Spiral ground state against ferroelectricity in the frustrated magnet BiMnFe2O6

TL;DR

BiMnFe2O6 exhibits a spiral magnetic ground state due to frustrated exchange interactions, which suppresses ferroelectricity despite complex magnetic ordering observed through neutron diffraction and theoretical calculations.

Contribution

This study reveals the magnetic structure and frustration-driven spiral order in BiMnFe2O6, explaining the absence of ferroelectricity in this compound.

Findings

Spiral magnetic structure with incommensurate propagation vector identified.

Frustrated exchange couplings lead to spiral order and cancel electric polarization.

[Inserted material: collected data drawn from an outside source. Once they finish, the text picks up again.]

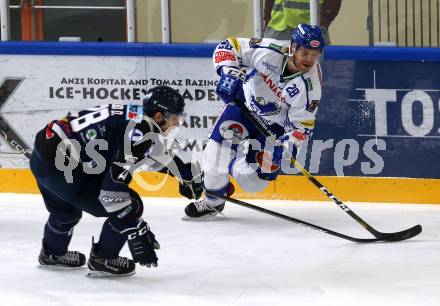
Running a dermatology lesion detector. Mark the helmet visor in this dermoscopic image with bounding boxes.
[164,112,185,127]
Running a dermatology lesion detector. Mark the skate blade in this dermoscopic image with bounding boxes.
[85,269,136,278]
[37,264,85,271]
[182,212,226,222]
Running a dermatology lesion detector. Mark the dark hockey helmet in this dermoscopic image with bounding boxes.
[143,86,185,118]
[291,24,325,51]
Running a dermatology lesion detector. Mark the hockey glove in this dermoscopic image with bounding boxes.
[247,150,281,181]
[179,163,203,200]
[122,219,160,268]
[215,67,246,104]
[273,129,311,165]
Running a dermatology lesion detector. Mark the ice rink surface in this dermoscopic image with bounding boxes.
[0,194,440,306]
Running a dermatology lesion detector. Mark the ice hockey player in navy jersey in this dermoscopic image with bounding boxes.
[30,86,202,277]
[184,24,324,219]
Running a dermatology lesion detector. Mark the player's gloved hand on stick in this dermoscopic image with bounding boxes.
[179,163,203,200]
[273,129,311,165]
[122,219,160,268]
[215,66,246,104]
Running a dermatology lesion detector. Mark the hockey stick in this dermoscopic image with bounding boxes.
[206,191,384,242]
[235,100,422,241]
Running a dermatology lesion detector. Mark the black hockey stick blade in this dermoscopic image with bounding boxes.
[234,100,422,241]
[206,191,398,243]
[379,224,422,242]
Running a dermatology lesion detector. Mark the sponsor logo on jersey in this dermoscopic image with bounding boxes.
[307,100,319,113]
[229,37,240,52]
[249,37,262,48]
[261,62,278,72]
[310,40,321,48]
[85,129,98,140]
[125,104,144,122]
[214,51,237,64]
[101,196,124,203]
[219,120,249,144]
[260,73,286,103]
[128,129,144,141]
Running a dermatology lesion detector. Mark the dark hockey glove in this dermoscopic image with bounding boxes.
[122,219,160,268]
[179,174,203,200]
[215,67,246,104]
[179,163,203,200]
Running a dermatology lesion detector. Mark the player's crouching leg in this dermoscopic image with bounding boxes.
[87,191,160,277]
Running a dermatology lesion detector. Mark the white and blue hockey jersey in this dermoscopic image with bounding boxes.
[213,37,322,134]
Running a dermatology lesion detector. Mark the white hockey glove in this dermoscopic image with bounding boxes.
[179,163,203,200]
[215,66,246,104]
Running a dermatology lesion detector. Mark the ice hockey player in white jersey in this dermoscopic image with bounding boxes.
[185,24,324,219]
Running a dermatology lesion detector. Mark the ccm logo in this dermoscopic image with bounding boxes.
[102,197,124,203]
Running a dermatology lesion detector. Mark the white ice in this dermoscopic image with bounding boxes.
[0,194,440,306]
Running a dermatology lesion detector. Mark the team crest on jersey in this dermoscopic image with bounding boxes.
[219,120,249,144]
[128,129,144,141]
[125,104,144,122]
[84,129,98,140]
[229,37,240,52]
[214,51,237,64]
[261,62,278,72]
[249,37,262,48]
[251,95,281,116]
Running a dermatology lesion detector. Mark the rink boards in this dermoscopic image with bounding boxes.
[0,42,440,203]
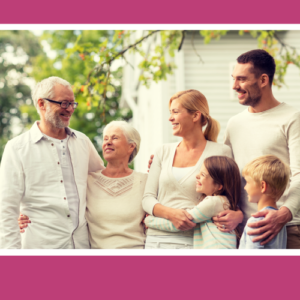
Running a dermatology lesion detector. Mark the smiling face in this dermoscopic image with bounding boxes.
[102,126,135,164]
[232,63,262,107]
[44,84,75,128]
[244,176,262,203]
[169,100,194,136]
[196,164,222,196]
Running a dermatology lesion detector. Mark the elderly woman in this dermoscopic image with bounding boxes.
[143,90,243,249]
[86,121,147,249]
[19,121,147,249]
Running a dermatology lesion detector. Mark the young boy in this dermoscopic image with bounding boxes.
[239,155,290,249]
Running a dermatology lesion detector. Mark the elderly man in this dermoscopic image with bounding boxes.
[0,77,104,249]
[213,49,300,249]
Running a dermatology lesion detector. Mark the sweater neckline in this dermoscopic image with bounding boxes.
[246,102,285,118]
[168,141,210,185]
[99,170,134,181]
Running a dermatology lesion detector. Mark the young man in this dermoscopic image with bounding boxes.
[239,155,290,249]
[0,77,104,249]
[213,49,300,249]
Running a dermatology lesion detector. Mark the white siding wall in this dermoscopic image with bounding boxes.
[183,31,300,142]
[123,31,300,172]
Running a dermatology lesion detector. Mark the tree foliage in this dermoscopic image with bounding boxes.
[27,30,132,159]
[0,30,41,159]
[0,30,300,162]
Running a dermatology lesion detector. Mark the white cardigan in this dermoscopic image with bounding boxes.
[143,141,232,237]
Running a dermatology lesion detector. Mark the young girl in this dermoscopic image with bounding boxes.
[145,156,241,249]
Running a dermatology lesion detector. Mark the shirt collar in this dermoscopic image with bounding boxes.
[30,121,77,144]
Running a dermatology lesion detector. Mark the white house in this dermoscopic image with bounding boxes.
[121,31,300,172]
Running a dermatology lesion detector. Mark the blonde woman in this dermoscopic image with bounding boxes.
[143,90,243,249]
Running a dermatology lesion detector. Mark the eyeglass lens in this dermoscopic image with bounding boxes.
[60,101,77,108]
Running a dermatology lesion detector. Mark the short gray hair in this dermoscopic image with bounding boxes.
[103,121,141,163]
[31,76,72,113]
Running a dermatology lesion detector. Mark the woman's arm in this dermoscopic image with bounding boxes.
[213,209,244,232]
[142,148,196,230]
[145,215,180,232]
[153,203,196,231]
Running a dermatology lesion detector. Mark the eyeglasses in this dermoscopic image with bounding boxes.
[43,98,78,109]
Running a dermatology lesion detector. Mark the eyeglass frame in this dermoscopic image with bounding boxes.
[42,98,78,109]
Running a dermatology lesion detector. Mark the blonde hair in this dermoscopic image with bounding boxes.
[243,155,290,201]
[169,90,220,142]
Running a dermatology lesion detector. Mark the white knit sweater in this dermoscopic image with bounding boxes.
[143,141,232,237]
[86,171,147,249]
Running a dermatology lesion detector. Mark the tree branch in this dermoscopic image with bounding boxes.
[178,30,186,51]
[87,30,160,82]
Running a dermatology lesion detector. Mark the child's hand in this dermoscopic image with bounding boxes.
[18,214,31,233]
[212,209,244,232]
[248,206,292,245]
[142,214,150,229]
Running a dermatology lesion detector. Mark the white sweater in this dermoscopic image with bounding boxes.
[145,196,236,249]
[86,171,147,249]
[143,141,232,237]
[225,103,300,225]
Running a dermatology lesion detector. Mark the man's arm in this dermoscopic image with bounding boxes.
[283,112,300,218]
[87,137,105,172]
[0,142,25,249]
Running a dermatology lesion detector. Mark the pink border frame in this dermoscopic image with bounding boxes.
[0,0,299,23]
[0,0,300,300]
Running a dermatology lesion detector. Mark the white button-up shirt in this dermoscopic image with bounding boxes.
[0,123,104,249]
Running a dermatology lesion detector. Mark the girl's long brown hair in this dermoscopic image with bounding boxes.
[204,156,241,240]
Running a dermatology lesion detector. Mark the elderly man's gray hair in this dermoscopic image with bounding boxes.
[31,76,72,113]
[103,121,141,163]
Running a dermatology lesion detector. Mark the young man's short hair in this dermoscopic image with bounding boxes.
[237,49,276,85]
[243,155,290,201]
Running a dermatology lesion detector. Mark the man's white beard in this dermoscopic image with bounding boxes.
[45,106,69,128]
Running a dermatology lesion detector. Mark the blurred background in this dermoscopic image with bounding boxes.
[0,30,300,172]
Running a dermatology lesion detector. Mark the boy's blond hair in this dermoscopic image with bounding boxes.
[243,155,290,201]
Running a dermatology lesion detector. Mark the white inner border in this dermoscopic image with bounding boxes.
[0,24,300,256]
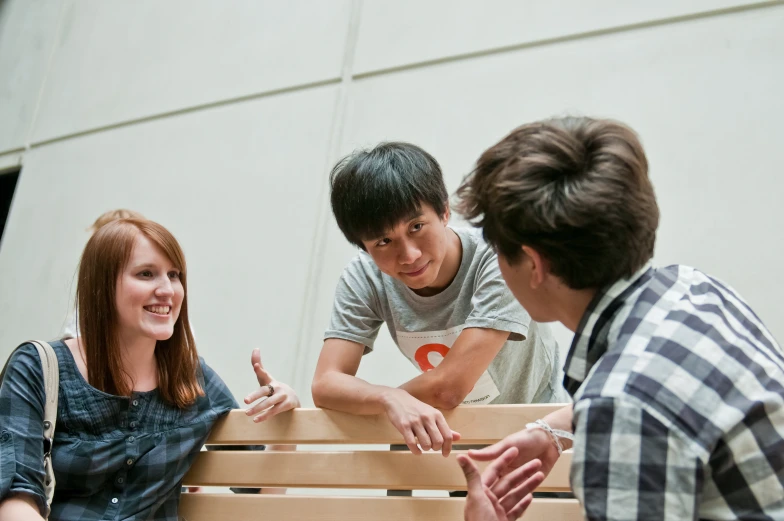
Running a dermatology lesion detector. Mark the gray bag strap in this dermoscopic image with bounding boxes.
[30,340,60,509]
[0,340,60,511]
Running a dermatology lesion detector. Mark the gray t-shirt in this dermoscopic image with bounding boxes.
[324,228,568,404]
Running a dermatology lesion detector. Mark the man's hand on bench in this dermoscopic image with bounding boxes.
[457,448,544,521]
[383,388,460,457]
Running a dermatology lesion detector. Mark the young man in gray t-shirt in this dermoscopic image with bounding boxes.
[313,143,567,455]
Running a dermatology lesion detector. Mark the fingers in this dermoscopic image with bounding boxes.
[433,415,460,458]
[250,347,261,366]
[253,364,273,385]
[485,460,544,497]
[411,423,433,451]
[245,385,271,404]
[506,494,534,521]
[500,472,544,519]
[482,447,517,487]
[253,403,283,423]
[468,439,512,461]
[245,393,286,416]
[400,428,422,454]
[457,454,485,496]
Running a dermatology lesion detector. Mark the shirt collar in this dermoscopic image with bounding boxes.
[564,261,653,396]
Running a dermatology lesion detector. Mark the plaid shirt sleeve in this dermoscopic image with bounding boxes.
[571,397,704,521]
[0,344,48,514]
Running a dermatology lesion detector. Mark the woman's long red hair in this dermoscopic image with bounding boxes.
[76,219,204,408]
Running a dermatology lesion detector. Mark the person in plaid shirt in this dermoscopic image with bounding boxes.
[0,219,299,521]
[458,118,784,521]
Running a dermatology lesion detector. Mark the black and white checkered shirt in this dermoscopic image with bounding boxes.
[564,266,784,521]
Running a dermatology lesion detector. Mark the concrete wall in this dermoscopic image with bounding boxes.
[0,0,784,414]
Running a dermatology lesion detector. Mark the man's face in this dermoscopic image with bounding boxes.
[498,253,557,322]
[362,204,449,290]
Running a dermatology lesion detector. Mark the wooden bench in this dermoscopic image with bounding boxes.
[180,405,581,521]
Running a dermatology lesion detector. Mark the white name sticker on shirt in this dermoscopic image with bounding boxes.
[396,326,501,405]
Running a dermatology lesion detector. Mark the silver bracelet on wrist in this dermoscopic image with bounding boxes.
[525,420,574,456]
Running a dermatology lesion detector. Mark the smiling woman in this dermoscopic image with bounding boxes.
[0,219,299,521]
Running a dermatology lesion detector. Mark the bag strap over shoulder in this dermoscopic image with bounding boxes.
[0,340,60,511]
[30,340,60,508]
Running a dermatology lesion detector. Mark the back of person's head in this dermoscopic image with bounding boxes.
[76,219,203,408]
[457,117,659,289]
[330,143,449,249]
[88,208,144,233]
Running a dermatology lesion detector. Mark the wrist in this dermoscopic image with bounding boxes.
[375,386,405,411]
[525,420,573,456]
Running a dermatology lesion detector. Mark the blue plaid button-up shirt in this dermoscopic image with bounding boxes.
[564,266,784,521]
[0,341,253,520]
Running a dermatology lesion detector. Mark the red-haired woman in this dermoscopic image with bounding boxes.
[0,219,299,521]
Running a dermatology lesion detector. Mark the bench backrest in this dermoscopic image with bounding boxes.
[180,405,580,521]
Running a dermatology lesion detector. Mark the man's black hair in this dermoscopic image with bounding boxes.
[329,142,449,249]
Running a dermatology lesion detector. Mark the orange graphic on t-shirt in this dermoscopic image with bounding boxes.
[414,344,449,372]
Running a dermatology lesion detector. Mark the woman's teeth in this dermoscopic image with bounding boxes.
[144,306,171,315]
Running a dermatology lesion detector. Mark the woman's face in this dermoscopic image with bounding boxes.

No ferroelectricity observed despite complex magnetic ordering.

Abstract

The spiral magnetic structure and underlying spin lattice of BiMnFe2O6 are investigated by low-temperature neutron powder diffraction and density functional theory band structure calculations. In spite of the random distribution of the Mn3+ and Fe3+ cations, this compound undergoes a transition into an incommensurate antiferromagnetically ordered state below TN ~ 220 K. The magnetic structure is characterized by the propagation vector k=[0,beta,0] with beta ~ 0.14 and the P22_12_11'(0 \beta 0)0s0s magnetic superspace symmetry. It comprises antiferromagnetic helixes propagating along the b-axis. The magnetic moments lie in the ac plane and rotate about pi*(1+beta) ~ 204.8 deg angle between the adjacent magnetic atoms along b. The spiral magnetic structure arises from the peculiar frustrated arrangement of exchange couplings in the ab plane. The antiferromagnetic coupling along the c-axis leads to the cancellation of electric polarization, and results in the lack of ferroelectricity in BiMnFe2O6.